The slaughter of African elephants for their tusks has pushed elephants toward extinction in the wild. The continent’s elephant population has fallen from 5mn in 1900 to 1.3mn in 1979 and around 400,000 today.
Scientists working with conservation bodies and the US Department of Homeland Security published DNA analysis on Monday showing how tusks from genetically related elephant groups were split up before being shipped out to Asia, the main destination for poached African ivory. The tusks were hidden in different consignments.
“These methods are showing us that a handful of networks are behind a majority of smuggled ivory and that the connections between them are deeper than even our previous research showed,” said Samuel Wasser, director of the University of Washington’s Centre for Environmental Forensic Science, before the publication of the research in the journal Nature Human Behaviour.
“Identifying close relatives indicates that poachers are likely going back to the same populations repeatedly, year after year, and tusks are then smuggled out of Africa on container ships by the same criminal networks,” he said. “We are laying out whole smuggling networks that are trying to get these tusks off the continent.”
John Brown, an environmental crime agent at the Department of Homeland Security, said the three to five organisations believed to dominate the illegal ivory trade use “smuggling processes consistent with those used by the mafia or drug cartels in South America” but appeared less interested than them in maintaining gang loyalty.

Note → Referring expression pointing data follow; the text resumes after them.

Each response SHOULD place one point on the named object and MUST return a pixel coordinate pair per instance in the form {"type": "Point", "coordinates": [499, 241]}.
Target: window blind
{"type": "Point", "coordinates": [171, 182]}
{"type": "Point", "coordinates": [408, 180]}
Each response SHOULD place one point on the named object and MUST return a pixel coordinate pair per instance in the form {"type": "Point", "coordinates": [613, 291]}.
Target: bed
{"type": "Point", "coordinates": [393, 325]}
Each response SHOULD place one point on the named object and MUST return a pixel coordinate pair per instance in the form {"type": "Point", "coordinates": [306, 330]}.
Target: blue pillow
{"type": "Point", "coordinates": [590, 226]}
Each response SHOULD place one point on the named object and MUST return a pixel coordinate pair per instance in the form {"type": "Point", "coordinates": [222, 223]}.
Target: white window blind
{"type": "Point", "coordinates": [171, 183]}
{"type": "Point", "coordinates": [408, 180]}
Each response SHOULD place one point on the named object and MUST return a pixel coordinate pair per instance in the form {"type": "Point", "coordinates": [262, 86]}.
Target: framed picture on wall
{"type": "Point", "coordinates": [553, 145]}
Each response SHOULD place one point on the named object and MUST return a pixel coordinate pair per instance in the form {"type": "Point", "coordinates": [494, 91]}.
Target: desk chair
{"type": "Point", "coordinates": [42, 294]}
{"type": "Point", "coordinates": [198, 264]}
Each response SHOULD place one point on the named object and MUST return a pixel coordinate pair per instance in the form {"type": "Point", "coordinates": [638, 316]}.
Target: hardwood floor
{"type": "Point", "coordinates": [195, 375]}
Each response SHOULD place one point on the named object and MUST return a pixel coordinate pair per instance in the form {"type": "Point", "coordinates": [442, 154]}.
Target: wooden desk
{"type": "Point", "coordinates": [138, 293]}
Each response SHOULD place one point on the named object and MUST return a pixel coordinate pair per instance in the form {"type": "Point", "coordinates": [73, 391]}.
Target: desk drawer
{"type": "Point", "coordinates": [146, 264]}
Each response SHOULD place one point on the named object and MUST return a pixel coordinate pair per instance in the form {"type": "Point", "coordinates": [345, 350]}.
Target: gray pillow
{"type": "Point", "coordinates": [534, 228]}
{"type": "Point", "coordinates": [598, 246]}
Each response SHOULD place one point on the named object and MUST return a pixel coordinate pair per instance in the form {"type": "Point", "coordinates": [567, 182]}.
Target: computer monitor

“They’ll often work side by side, not necessarily competing with each other,” he said.
Brown said the DNA forensic analysis was already paying off by providing a “road map for multinational collaborative investigations”.
Although Brown was unwilling to talk about specific investigations, Wasser said the analysis of multiple shipments led to the arrest of two suspected criminals from the Democratic Republic of Congo who were arrested in Seattle in December.
“It really strengthens prosecutions if you can show that an individual is responsible for a large number of shipments and not just one shipment,” said Wasser.
The researchers said the distribution of elephant poaching had changed in recent years, with fewer cases in east Africa and more in other regions including central and west Africa and the southern “transfrontier” region where an estimated 230,000 of the continent’s remaining 400,000 elephants live.
But Brown and Wasser said there was no evidence to show a sustained overall reduction in the slaughter. They estimate that poachers gather 500 tonnes of ivory a year, only 10 per cent of which is seized by smugglers.
The 1990 ban on the ivory trade imposed under the Convention on International Trade in Endangered Species, which has since been bolstered by bans imposed by individual countries, has not made as big an impact on poaching as had been hoped. Wasser said he and other experts believe entrepreneurs are buying tusks for stockpiling.
“It sounds horrible but they may be waiting for elephants to go extinct,” he said. “If they are holding all the ivory when there are no more elephants, they can sell it and all of a sudden they can make a fortune.”